Honest and frank discussions around issues like those are the trademark of The Well HQ, which focuses exclusively on women’s health.
This week sport scientist Dr Emma Ross and former rower Baz Moffat brought their Sport in Her Shoes event to Edinburgh, covering everything from the menstrual cycle and the pelvic floor to nutrition.
Independent school Mary Erskine was the first in Scotland to host this conference, inviting pupils from schools across the city – and it was well received.
Mary Erskine S3 pupil Ellie Miller said: “I didn’t really think with my sporting schedule, how it affects my cycle, so I think I might try using an app now to try and work out how to use it better.”
Her classmate Ann Njoroge told STV: “It was amazing, there’s a lot of stuff that I learned, and other stuff that I know I can now use.”

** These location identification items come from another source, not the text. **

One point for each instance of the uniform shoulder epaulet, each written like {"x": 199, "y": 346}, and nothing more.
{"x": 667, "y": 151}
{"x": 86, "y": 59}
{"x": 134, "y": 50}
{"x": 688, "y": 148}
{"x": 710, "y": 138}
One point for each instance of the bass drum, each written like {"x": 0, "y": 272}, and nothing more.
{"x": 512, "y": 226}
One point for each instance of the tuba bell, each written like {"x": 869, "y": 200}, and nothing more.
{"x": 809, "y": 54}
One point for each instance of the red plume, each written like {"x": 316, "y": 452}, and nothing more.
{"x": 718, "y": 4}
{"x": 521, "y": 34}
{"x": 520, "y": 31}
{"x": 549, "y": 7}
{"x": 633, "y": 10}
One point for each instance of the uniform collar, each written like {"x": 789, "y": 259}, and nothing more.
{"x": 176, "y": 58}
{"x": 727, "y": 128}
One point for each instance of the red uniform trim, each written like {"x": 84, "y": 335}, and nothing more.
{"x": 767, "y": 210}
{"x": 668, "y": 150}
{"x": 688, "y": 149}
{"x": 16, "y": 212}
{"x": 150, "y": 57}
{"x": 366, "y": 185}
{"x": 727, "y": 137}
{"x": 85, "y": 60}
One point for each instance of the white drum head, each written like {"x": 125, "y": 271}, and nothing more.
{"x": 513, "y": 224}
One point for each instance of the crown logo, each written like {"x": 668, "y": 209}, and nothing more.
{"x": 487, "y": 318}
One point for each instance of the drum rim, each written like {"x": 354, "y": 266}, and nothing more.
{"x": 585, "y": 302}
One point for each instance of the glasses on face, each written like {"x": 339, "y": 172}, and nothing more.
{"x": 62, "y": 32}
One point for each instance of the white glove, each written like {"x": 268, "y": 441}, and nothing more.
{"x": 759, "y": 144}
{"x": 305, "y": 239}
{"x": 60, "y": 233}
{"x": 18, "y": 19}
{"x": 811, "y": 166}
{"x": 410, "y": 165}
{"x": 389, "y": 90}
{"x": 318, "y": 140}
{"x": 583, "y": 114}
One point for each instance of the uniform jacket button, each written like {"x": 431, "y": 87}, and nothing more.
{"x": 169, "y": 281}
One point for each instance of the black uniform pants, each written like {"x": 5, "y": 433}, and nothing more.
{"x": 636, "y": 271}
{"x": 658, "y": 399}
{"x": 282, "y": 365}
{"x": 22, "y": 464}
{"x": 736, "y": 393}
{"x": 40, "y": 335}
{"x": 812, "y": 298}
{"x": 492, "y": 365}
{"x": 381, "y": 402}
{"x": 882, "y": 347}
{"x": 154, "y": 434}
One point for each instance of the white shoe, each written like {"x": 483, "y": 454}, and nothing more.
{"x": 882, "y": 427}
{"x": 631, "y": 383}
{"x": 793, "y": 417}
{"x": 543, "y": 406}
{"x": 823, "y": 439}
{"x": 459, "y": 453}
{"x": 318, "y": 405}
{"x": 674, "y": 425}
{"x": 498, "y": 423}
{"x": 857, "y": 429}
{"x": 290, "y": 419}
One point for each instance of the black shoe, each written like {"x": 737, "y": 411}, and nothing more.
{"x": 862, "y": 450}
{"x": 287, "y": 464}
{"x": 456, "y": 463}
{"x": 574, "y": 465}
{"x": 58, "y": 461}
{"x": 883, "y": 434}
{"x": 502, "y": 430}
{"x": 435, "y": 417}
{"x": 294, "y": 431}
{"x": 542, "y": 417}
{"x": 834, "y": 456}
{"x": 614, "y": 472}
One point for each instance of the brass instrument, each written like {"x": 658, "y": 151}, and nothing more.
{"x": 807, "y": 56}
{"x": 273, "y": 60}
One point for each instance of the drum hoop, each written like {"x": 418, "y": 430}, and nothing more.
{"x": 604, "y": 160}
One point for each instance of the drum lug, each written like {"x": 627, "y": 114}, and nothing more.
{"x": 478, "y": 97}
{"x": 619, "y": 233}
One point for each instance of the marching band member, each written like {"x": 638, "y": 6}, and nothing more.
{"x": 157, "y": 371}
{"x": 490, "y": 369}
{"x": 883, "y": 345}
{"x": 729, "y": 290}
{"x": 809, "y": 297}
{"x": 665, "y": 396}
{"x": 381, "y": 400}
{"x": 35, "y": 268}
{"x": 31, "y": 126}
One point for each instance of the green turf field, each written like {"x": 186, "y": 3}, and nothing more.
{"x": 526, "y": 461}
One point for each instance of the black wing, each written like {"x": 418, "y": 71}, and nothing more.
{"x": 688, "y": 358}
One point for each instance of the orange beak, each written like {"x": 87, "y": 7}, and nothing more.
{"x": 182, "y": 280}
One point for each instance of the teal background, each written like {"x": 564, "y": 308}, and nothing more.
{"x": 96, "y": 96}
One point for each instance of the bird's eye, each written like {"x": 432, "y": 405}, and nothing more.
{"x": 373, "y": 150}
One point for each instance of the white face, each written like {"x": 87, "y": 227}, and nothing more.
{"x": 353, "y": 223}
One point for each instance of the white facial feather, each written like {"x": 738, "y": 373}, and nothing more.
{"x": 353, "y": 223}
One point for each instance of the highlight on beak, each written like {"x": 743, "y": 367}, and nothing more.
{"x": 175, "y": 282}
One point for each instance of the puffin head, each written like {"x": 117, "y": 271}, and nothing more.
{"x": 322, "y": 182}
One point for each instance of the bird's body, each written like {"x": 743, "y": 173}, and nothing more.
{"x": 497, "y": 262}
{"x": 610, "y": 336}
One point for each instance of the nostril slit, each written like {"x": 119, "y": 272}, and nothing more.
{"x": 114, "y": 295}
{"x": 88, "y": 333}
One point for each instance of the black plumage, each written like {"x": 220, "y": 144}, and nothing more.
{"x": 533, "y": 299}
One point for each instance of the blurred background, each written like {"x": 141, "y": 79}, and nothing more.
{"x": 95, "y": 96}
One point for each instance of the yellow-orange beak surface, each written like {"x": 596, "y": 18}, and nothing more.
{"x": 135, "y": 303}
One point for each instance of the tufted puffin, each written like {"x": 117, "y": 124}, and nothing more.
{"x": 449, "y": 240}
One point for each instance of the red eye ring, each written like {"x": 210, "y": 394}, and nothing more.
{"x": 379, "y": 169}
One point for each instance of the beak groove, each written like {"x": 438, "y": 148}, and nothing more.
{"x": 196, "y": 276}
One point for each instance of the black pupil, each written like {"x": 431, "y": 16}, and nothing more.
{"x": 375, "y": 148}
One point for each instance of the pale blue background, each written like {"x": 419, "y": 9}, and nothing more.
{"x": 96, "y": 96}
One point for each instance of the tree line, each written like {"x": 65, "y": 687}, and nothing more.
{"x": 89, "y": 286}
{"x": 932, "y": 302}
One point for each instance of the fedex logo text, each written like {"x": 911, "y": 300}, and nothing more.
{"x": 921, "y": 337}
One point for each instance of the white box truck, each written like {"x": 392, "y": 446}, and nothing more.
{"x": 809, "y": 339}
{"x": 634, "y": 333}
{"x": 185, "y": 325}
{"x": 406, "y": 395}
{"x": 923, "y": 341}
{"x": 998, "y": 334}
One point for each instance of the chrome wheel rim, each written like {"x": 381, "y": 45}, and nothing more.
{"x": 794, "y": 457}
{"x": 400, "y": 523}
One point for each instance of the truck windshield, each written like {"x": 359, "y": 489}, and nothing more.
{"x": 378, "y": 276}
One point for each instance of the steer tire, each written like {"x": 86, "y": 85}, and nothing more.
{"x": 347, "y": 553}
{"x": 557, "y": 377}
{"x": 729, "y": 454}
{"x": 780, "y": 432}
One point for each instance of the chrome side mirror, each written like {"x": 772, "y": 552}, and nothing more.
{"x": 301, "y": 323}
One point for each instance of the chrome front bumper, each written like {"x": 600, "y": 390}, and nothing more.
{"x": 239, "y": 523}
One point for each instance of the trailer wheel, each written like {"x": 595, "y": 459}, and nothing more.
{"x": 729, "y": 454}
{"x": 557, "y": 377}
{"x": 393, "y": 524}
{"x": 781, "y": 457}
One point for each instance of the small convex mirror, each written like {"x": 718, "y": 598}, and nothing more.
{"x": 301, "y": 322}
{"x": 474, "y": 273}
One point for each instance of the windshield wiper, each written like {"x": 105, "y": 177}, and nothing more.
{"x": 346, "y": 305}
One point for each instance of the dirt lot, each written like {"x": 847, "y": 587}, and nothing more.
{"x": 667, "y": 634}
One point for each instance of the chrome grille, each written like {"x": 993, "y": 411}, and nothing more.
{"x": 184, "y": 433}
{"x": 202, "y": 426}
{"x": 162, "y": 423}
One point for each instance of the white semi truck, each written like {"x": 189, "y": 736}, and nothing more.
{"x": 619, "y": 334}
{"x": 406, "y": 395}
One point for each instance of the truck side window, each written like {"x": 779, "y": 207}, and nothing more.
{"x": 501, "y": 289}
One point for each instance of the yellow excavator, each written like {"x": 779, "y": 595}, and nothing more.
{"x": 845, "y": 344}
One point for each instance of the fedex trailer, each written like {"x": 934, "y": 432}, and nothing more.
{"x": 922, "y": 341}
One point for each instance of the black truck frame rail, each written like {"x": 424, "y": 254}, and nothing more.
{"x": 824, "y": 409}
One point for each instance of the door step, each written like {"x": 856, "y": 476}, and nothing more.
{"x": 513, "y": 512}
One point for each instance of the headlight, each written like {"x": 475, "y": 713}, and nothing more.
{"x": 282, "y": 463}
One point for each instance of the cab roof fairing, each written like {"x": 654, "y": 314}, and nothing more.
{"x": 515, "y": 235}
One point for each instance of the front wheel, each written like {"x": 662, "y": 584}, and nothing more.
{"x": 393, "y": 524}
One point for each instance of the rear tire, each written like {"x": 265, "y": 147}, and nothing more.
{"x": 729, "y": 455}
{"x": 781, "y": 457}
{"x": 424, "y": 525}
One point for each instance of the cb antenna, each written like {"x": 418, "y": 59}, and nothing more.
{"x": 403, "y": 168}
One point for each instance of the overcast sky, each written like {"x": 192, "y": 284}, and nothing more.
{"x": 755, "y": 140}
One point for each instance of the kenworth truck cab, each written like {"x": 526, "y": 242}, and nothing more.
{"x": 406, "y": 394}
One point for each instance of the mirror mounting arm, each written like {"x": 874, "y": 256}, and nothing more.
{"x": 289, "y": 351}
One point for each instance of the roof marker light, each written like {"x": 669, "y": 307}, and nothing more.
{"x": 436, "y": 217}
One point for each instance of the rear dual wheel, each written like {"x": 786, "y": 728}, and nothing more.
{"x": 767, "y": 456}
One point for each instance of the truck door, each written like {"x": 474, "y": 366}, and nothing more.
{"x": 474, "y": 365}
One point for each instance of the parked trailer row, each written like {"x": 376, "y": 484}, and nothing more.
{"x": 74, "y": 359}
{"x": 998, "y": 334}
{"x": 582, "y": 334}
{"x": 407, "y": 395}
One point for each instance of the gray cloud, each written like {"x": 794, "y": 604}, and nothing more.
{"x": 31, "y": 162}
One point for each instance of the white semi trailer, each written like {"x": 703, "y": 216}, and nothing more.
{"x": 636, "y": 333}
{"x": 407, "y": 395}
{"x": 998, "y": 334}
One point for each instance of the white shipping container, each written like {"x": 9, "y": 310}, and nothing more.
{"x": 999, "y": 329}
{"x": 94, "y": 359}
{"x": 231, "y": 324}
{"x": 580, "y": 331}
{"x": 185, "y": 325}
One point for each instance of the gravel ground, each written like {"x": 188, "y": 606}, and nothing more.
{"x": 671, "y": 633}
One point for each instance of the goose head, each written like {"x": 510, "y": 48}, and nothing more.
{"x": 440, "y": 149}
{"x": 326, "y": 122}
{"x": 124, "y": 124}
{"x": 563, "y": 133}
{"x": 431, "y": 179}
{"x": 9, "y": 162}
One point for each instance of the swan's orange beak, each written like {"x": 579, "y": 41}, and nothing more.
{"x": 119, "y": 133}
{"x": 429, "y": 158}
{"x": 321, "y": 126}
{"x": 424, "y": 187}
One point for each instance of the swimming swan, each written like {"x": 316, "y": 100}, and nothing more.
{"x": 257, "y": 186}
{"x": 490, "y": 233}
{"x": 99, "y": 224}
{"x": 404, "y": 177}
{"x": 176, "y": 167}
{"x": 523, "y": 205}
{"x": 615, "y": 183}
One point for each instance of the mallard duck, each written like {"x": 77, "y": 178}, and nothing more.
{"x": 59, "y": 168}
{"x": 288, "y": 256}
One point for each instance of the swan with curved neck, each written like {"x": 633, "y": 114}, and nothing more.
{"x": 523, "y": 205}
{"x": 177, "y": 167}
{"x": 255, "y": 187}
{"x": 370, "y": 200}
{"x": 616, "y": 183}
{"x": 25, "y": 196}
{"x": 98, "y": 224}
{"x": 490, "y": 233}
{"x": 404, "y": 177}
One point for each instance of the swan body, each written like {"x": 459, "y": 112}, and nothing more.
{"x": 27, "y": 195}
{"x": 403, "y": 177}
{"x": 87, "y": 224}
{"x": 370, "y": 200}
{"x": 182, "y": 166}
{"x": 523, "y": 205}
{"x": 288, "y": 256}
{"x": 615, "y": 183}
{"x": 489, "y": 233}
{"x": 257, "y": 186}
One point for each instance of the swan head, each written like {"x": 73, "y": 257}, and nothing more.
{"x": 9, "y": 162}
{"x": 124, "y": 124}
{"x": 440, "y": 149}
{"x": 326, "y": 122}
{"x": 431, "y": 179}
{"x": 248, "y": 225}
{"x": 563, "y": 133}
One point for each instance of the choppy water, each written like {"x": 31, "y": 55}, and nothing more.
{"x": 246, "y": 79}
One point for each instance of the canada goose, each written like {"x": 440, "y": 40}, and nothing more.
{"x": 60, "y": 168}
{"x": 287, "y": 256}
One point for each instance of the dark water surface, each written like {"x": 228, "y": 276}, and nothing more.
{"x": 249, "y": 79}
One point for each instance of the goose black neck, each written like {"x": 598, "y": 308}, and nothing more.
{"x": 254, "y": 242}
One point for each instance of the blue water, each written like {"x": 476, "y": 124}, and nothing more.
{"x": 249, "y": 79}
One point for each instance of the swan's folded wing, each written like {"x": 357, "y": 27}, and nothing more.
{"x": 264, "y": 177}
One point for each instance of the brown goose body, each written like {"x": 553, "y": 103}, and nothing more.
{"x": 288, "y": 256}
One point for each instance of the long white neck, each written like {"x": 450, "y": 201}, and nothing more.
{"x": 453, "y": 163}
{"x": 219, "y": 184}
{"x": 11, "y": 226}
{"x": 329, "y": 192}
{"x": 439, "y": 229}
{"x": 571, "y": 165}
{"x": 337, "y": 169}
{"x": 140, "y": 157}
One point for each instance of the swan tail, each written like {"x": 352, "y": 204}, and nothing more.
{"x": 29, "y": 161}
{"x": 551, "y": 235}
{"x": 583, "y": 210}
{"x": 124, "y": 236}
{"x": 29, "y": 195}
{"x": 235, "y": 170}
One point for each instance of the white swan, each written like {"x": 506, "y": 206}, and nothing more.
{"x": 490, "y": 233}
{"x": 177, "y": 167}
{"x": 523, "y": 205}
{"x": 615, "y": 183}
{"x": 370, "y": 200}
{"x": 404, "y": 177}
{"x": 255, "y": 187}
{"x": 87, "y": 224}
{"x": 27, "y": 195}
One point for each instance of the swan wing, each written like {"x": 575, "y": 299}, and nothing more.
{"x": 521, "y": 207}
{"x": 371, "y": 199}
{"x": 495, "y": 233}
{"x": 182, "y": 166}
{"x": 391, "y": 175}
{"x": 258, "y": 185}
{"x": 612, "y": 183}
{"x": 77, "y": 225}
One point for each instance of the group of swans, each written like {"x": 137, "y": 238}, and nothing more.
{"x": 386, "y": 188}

Jess Taylor, who is in S4 at Tynecastle High, said: “It’s been harder for women, especially to do sports, and it’s good to learn that there are ways to fix it.”
Nichola Aitchison, head of PE, said: “We’re aware of our privileged position here but it’s not about that.
“Right from the start when we were planning this, it was about getting this message to as many people as we could, and having that with visiting pupils in the room, but also their teachers, coaches, people from different parts of the sporting world in Scotland coming and just starting to spread that word.”